Grant Sheen

Personal information
- Full name: Grant John James Sheen
- Born: 21 June 1974 (age 52) Bromley, Kent, England
- Batting: Right-handed
- Bowling: Right-arm off break

Domestic team information
- 1999–2001: Kent Cricket Board

Career statistics
| Competition | List A |
| Matches | 5 |
| Runs scored | 70 |
| Batting average | 23.33 |
| 100s/50s | 0/0 |
| Top score | 45 |
| Balls bowled | 162 |
| Wickets | 7 |
| Bowling average | 20.85 |
| 5 wickets in innings | 0 |
| 10 wickets in match | 0 |
| Best bowling | 2/31 |
| Catches/stumpings | 0/– |
- Source: Cricinfo, 13 November 2010

= Grant Sheen =

English cricketer (born 1974)

Grant John James Sheen (born 21 June 1974) is an English former cricketer. Sheen is a right-handed batsman who bowls right-arm off break He was born at Bromley, Kent.

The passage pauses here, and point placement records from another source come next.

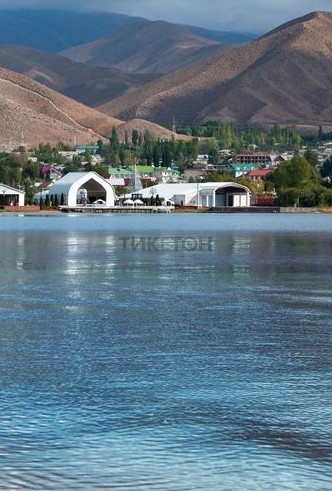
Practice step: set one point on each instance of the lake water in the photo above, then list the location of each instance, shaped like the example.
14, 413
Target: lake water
166, 352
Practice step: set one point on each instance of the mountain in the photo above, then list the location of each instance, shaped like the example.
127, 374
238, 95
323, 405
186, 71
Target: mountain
78, 81
285, 77
154, 47
56, 30
31, 113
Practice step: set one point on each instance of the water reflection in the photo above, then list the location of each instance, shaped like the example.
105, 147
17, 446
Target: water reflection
177, 369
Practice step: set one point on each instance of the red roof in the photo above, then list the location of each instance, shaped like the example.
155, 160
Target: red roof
259, 173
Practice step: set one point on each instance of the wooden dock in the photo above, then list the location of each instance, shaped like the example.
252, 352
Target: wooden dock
115, 209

Sheen represented the Kent Cricket Board in List A cricket. His debut List A match came against Denmark in the 1999 NatWest Trophy. From 1999 to 2001, he represented the Board in 5 List A matches, the last of which came against Buckinghamshire in the 2001 Cheltenham & Gloucester Trophy. In his 5 List A matches, he scored 70 runs at a batting average of 23.33, with a high score of 45. With the ball he took 7 wickets at a bowling average of 20.85, with best figures of 2/31.

He played club cricket for Bromley Cricket Club in the Kent Cricket League.